Christine Boutin taclée par la Fierté Gay de Montréal

La présidente du Parti Chrétien-Démocrate, Christine Boutin, a été critiquée lors du défilé de la Fierté gay ce week-end à Montréal.

Christine Boutin est considérée comme homophobe par des associations lesbiennes au Canada.
Christine Boutin est considérée comme homophobe par des associations lesbiennes au Canada. (MICHEL VIATTEAU / AFP)

La présidente du Parti Chrétien-Démocrate, Christine Boutin, a été critiquée lors du défilé de la Fierté gay ce week-end à Montréal.

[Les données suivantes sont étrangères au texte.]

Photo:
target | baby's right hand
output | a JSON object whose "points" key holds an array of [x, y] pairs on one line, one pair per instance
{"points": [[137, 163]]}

Des associations lesbiennes ont profité de l'évènement pour dénoncer des hommes et des femmes politiques qu'elles considèrent comme homophobes. Sur des affiches, elles ont dénoncé des phrases choc prononcées par certains politiques, dont plusieurs femmes. Notamment la fameuse phrase de la députée française Christine Boutin: "Les civilisations qui ont reconnu l'homosexualité ont connu la décadence".

La présidente du Parti Chrétien-Démocrate a été mise dans le même panier que l'Américaine Michele Bachman, membre de l'ultra-conservateur Tea Party et candidate à l'investiture républicaine pour l'élection présidentielle de 2012. Mme Bachmann avait dit : "Les gays sont dans les plans de Satan". Ou encore Alessandra Mussolini, députée et petite-fille de l'ancien dictateur italien: "Il vaut mieux être fasciste que pédé".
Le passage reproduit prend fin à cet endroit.